Thanks @kruesip ! But I could not find any existing solution.
I believe I found the bug in these two lines: https://github.com/ethz-asl/ethzasl_icp_mapping/blob/877a67471ab0b0d91b6a40e923a11e25c5306259/ethzasl_icp_mapper/src/mapper.cpp#L480 https://github.com/ethz-asl/ethzasl_icp_mapping/blob/877a67471ab0b0d91b6a40e923a11e25c5306259/ethzasl_icp_mapper/src/dynamic_mapper.cpp#L538
It is quite possible that these lines create more and more detached threads till you hit the maximum.
Right now I don't have the resources to fix this. If @Alexma3312 you know how to fix this (you have to join the threads before forgetting about them by assigning a new thread; alternatively one could recycle a single thread over and over -> worker) and have the time to do it, I would be happy to review a PR.
Thank you, I hope to fix this problem. I understand your suggestion of the solution, however, will it be easier to set the maximum of threads as infinite?
On the other hand, will it help if I could provide the stacktrace? How can I provide the stacktrace?
I don't think the stack trace will provide new insights. Infinite threads are not possible. A thread is consuming resources from the kernel (even it its entry function returned). Of course you might be able to solve your issue by raising it enough (https://stackoverflow.com/a/344292), though.

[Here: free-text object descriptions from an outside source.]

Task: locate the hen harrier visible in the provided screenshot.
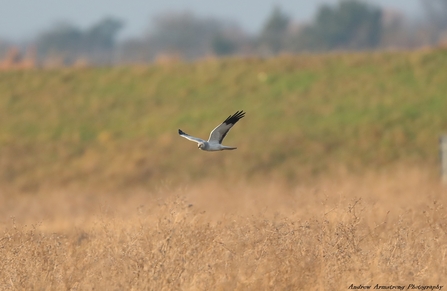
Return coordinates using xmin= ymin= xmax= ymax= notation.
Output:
xmin=178 ymin=110 xmax=245 ymax=151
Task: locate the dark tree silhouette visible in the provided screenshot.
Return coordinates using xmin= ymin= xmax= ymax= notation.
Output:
xmin=293 ymin=0 xmax=382 ymax=51
xmin=258 ymin=6 xmax=290 ymax=54
xmin=36 ymin=17 xmax=123 ymax=64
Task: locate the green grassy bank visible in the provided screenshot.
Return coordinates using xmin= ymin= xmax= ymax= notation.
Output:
xmin=1 ymin=49 xmax=447 ymax=192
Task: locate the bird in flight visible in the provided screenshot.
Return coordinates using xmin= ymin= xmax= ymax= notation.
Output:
xmin=178 ymin=110 xmax=245 ymax=151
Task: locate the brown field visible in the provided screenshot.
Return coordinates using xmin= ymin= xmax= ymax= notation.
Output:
xmin=1 ymin=167 xmax=446 ymax=290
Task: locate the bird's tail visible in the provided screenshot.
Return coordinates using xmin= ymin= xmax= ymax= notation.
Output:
xmin=222 ymin=146 xmax=237 ymax=150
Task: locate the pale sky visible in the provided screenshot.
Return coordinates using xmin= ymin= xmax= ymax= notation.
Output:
xmin=0 ymin=0 xmax=422 ymax=41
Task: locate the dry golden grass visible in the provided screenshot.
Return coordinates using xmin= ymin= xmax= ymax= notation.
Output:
xmin=1 ymin=168 xmax=446 ymax=290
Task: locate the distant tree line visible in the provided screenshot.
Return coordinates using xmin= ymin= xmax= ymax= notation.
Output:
xmin=35 ymin=17 xmax=123 ymax=65
xmin=3 ymin=0 xmax=447 ymax=65
xmin=118 ymin=12 xmax=251 ymax=63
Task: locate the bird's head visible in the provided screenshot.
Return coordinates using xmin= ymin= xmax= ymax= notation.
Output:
xmin=198 ymin=143 xmax=204 ymax=150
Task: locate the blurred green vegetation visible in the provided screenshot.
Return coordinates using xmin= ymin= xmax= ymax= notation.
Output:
xmin=1 ymin=49 xmax=447 ymax=192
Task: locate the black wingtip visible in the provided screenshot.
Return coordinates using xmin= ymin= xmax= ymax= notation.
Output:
xmin=178 ymin=129 xmax=185 ymax=135
xmin=223 ymin=110 xmax=246 ymax=125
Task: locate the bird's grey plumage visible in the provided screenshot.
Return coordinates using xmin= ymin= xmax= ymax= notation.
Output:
xmin=178 ymin=111 xmax=245 ymax=151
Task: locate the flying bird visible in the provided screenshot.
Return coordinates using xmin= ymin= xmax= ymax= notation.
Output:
xmin=178 ymin=110 xmax=245 ymax=151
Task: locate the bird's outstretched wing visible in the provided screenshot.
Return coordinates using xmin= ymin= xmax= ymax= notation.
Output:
xmin=178 ymin=129 xmax=205 ymax=144
xmin=208 ymin=110 xmax=245 ymax=144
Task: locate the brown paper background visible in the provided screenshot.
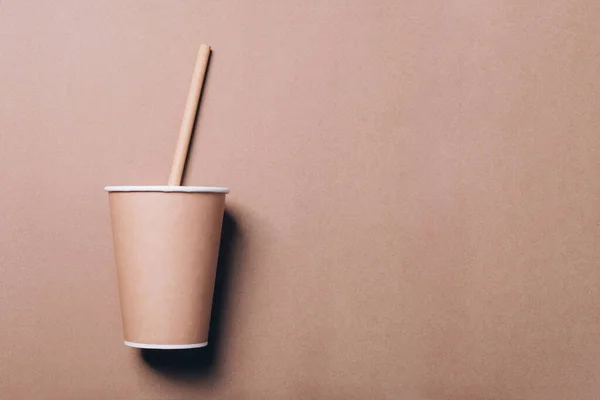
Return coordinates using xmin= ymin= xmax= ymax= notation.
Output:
xmin=2 ymin=1 xmax=600 ymax=399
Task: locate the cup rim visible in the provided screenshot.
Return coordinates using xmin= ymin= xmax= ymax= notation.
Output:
xmin=104 ymin=185 xmax=229 ymax=193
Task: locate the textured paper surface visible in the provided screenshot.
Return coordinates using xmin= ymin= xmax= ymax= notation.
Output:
xmin=109 ymin=192 xmax=225 ymax=345
xmin=2 ymin=0 xmax=600 ymax=399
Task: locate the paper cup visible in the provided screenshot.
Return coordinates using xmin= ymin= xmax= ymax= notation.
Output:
xmin=105 ymin=185 xmax=228 ymax=349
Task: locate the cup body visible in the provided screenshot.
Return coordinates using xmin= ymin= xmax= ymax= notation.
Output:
xmin=105 ymin=186 xmax=228 ymax=349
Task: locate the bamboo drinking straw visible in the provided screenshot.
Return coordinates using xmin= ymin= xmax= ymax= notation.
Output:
xmin=168 ymin=44 xmax=212 ymax=186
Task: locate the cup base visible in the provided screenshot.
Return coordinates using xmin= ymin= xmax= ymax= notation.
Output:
xmin=124 ymin=341 xmax=208 ymax=350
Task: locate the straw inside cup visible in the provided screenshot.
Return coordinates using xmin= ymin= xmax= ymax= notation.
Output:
xmin=105 ymin=45 xmax=227 ymax=193
xmin=167 ymin=44 xmax=212 ymax=186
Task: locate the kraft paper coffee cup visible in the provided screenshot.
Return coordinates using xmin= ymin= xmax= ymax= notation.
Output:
xmin=104 ymin=185 xmax=228 ymax=350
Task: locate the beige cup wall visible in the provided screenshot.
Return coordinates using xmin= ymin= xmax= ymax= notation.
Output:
xmin=108 ymin=191 xmax=226 ymax=347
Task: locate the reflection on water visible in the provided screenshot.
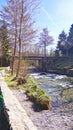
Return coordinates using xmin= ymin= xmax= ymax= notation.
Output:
xmin=30 ymin=73 xmax=73 ymax=108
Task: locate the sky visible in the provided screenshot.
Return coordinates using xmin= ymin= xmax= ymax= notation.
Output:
xmin=0 ymin=0 xmax=73 ymax=49
xmin=35 ymin=0 xmax=73 ymax=49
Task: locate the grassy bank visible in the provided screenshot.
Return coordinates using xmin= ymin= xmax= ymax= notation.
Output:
xmin=5 ymin=73 xmax=51 ymax=110
xmin=52 ymin=57 xmax=73 ymax=69
xmin=48 ymin=56 xmax=73 ymax=76
xmin=0 ymin=67 xmax=5 ymax=71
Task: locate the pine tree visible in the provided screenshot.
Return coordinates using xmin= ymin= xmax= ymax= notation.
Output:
xmin=57 ymin=30 xmax=68 ymax=56
xmin=67 ymin=24 xmax=73 ymax=44
xmin=0 ymin=21 xmax=10 ymax=66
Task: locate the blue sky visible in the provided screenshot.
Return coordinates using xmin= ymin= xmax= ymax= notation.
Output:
xmin=0 ymin=0 xmax=73 ymax=49
xmin=35 ymin=0 xmax=73 ymax=48
xmin=0 ymin=0 xmax=6 ymax=9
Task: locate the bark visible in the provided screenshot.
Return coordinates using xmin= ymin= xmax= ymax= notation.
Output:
xmin=11 ymin=22 xmax=17 ymax=75
xmin=16 ymin=0 xmax=23 ymax=78
xmin=11 ymin=0 xmax=18 ymax=75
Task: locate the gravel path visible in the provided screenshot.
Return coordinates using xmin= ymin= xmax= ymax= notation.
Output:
xmin=13 ymin=89 xmax=73 ymax=130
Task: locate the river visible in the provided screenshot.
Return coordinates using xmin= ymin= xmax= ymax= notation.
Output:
xmin=13 ymin=72 xmax=73 ymax=130
xmin=30 ymin=72 xmax=73 ymax=110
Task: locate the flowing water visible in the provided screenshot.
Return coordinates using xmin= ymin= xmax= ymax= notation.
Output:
xmin=30 ymin=73 xmax=73 ymax=109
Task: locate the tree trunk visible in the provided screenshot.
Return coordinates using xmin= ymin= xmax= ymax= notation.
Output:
xmin=11 ymin=1 xmax=18 ymax=75
xmin=16 ymin=0 xmax=23 ymax=78
xmin=11 ymin=27 xmax=17 ymax=75
xmin=44 ymin=45 xmax=46 ymax=57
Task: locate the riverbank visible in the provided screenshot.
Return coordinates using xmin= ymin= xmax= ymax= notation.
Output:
xmin=48 ymin=68 xmax=73 ymax=77
xmin=47 ymin=56 xmax=73 ymax=77
xmin=3 ymin=67 xmax=73 ymax=130
xmin=13 ymin=89 xmax=73 ymax=130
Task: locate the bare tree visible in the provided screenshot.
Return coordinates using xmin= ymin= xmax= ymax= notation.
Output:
xmin=0 ymin=0 xmax=39 ymax=77
xmin=39 ymin=28 xmax=54 ymax=57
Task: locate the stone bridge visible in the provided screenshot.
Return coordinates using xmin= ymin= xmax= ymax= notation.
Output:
xmin=23 ymin=56 xmax=56 ymax=71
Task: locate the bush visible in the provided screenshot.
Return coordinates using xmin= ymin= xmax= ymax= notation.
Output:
xmin=25 ymin=77 xmax=52 ymax=110
xmin=36 ymin=94 xmax=51 ymax=110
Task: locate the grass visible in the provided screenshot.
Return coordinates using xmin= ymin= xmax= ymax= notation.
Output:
xmin=52 ymin=56 xmax=73 ymax=69
xmin=5 ymin=73 xmax=51 ymax=110
xmin=23 ymin=77 xmax=52 ymax=110
xmin=5 ymin=74 xmax=16 ymax=88
xmin=0 ymin=67 xmax=5 ymax=70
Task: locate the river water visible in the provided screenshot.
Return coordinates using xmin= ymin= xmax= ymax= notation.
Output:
xmin=30 ymin=72 xmax=73 ymax=109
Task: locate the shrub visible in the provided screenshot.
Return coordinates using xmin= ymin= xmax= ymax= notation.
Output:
xmin=36 ymin=94 xmax=51 ymax=110
xmin=25 ymin=77 xmax=52 ymax=110
xmin=27 ymin=91 xmax=37 ymax=101
xmin=36 ymin=88 xmax=46 ymax=96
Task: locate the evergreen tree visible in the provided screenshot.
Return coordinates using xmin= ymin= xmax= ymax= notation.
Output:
xmin=67 ymin=24 xmax=73 ymax=44
xmin=57 ymin=30 xmax=68 ymax=55
xmin=0 ymin=21 xmax=10 ymax=66
xmin=67 ymin=24 xmax=73 ymax=56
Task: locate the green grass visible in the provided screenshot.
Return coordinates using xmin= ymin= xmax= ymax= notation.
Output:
xmin=5 ymin=74 xmax=16 ymax=88
xmin=0 ymin=67 xmax=5 ymax=70
xmin=55 ymin=57 xmax=73 ymax=69
xmin=24 ymin=77 xmax=51 ymax=109
xmin=5 ymin=74 xmax=51 ymax=110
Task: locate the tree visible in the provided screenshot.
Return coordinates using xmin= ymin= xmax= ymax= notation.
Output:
xmin=57 ymin=30 xmax=69 ymax=56
xmin=67 ymin=24 xmax=73 ymax=56
xmin=39 ymin=28 xmax=54 ymax=57
xmin=0 ymin=0 xmax=39 ymax=77
xmin=67 ymin=24 xmax=73 ymax=44
xmin=0 ymin=20 xmax=10 ymax=66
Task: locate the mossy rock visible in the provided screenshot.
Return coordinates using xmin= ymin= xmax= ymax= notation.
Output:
xmin=36 ymin=94 xmax=51 ymax=110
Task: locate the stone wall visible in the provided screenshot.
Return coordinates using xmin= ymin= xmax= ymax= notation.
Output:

Linking with issue #64, I think GOMP is not responsible here, but just happens to fail because the number of non-joined threads created by them main program is going to infinity. I'd mark it as resolved once #64 is implemented in mapper and dynamic_mapper.
This should be solved with PR #65. Please reopen if not.
Hi,
The process died by itself(exit code 1)after I ran the Kingfisher.launch about 30mins. And the reason is caused by this thread creation failed. I tried to relaunch the launch file, the launch file continuous to work. But after about 30mins, the process died with the same reason.
I am in reintegrate/master_into_indigo_devel branch, and the launch file path is ethzasl_icp_mapping/ethzasl_icp_mapper/launch/kingfisher/kingfisher.launch. How should I solve this problem? thx!